Validate eval design from full paper text.

"Out-of-domain (OOD) robustness is challenging to achieve in real-world computer vision applications, where shifts in image background, style, and acquisition instruments always degrade model performance."

Quality Controls

provisional (inferred)

Not reported

No explicit QC controls found.

"Out-of-domain (OOD) robustness is challenging to achieve in real-world computer vision applications, where shifts in image background, style, and acquisition instruments always degrade model performance."

Benchmarks / Datasets

provisional (inferred)

Not extracted

No benchmark anchors detected.

"Out-of-domain (OOD) robustness is challenging to achieve in real-world computer vision applications, where shifts in image background, style, and acquisition instruments always degrade model performance."

Reported Metrics

provisional (inferred)

Not extracted

No metric anchors detected.

"Out-of-domain (OOD) robustness is challenging to achieve in real-world computer vision applications, where shifts in image background, style, and acquisition instruments always degrade model performance."

Rater Population

provisional (inferred)

Unknown

Rater source not explicitly reported.

"Generic augmentations show inconsistent gains under such shifts, whereas dataset-specific augmentations require expert knowledge and prior analysis."

Human Feedback Details

This page is using abstract-level cues only right now. Treat the signals below as provisional.

  • Potential human-data signal: Expert verification
  • Potential benchmark anchors: No benchmark names detected in abstract.
  • Abstract highlights: 3 key sentence(s) extracted below.

Evaluation Details

Evaluation fields are inferred from the abstract only.

  • Potential evaluation modes: No explicit eval keywords detected.
  • Potential metric signals: No metric keywords detected.
  • Confidence: Provisional (metadata-only fallback).

Research Brief

Metadata summary

Out-of-domain (OOD) robustness is challenging to achieve in real-world computer vision applications, where shifts in image background, style, and acquisition instruments always degrade model performance.

Based on abstract + metadata only.
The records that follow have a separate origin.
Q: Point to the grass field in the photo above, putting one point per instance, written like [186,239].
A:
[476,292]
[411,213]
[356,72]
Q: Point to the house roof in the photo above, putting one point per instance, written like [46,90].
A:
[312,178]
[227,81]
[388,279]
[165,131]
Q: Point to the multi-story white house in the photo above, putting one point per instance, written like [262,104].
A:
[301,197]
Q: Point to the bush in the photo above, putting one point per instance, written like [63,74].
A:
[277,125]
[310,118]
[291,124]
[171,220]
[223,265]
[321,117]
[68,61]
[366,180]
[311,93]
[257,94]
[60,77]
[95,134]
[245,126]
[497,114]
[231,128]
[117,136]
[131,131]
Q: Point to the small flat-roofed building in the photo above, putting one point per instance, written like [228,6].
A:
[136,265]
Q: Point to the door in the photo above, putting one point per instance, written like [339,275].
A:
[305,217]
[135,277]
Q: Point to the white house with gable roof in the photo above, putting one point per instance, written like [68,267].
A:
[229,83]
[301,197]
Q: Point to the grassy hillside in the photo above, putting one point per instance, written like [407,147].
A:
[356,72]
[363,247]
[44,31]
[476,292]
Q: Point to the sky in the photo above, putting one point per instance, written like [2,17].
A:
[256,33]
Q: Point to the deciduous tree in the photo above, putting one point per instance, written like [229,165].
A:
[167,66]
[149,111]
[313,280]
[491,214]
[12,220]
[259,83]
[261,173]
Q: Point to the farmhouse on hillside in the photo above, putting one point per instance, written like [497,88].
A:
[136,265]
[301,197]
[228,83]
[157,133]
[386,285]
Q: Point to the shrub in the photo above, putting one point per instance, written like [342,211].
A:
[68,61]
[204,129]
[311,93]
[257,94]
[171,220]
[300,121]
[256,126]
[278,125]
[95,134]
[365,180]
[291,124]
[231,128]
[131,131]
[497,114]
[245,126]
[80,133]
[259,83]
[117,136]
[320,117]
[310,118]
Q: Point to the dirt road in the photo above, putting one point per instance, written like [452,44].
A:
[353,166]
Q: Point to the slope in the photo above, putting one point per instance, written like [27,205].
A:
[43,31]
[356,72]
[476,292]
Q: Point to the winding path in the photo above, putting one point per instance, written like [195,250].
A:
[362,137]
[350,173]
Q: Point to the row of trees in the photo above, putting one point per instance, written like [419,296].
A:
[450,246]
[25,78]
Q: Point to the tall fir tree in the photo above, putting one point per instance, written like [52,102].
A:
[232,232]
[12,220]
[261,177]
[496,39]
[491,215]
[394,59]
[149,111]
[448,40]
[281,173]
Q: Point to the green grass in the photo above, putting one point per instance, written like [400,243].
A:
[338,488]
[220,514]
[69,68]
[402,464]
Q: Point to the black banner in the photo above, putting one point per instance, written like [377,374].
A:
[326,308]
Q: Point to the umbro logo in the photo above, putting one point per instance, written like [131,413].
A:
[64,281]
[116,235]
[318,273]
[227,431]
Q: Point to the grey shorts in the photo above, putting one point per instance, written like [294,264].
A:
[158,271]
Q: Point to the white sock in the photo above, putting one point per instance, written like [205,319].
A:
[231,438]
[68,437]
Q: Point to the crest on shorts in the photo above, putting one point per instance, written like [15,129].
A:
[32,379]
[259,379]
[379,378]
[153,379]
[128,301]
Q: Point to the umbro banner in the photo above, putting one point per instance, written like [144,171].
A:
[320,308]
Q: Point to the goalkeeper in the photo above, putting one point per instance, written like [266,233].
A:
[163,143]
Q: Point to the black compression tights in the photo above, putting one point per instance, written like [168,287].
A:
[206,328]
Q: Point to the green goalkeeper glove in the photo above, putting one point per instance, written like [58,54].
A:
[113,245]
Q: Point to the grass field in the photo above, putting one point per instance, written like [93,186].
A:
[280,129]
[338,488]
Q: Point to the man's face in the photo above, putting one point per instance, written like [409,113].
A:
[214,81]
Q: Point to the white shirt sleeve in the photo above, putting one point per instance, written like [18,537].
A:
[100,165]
Check the source paper before making high-confidence protocol decisions.

Key Takeaways

  • Out-of-domain (OOD) robustness is challenging to achieve in real-world computer vision applications, where shifts in image background, style, and acquisition instruments always degrade model performance.
  • Generic augmentations show inconsistent gains under such shifts, whereas dataset-specific augmentations require expert knowledge and prior analysis.
  • Moreover, prior studies show that neural networks adapt poorly to domain shifts because they exhibit a learning bias to domain-specific frequency components.

Researcher Actions

  • Compare this paper against nearby papers in the same arXiv category before using it for protocol decisions.
  • Check the full text for explicit evaluation design choices (raters, protocol, and metrics).
  • Use related-paper links to find stronger protocol-specific references.

Caveats

  • Generated from abstract + metadata only; no PDF parsing.
  • Signals below are heuristic and may miss details reported outside the abstract.

Related Papers

Papers are ranked by protocol overlap, extraction signal alignment, and semantic proximity.

No related papers found for this item yet.

Get Started

Join the #1 Platform for AI Training Talent

Where top AI builders and expert AI Trainers connect to build the future of AI.
Self-Service
Post a Job
Post your project and get a shortlist of qualified AI Trainers and Data Labelers. Hire and manage your team in the tools you already use.
Managed Service
For Large Projects
Done-for-You
We recruit, onboard, and manage a dedicated team inside your tools. End-to-end operations for large or complex projects.
For Freelancers
Join as an AI Trainer
Find AI training and data labeling projects across platforms, all in one place. One profile, one application process, more opportunities.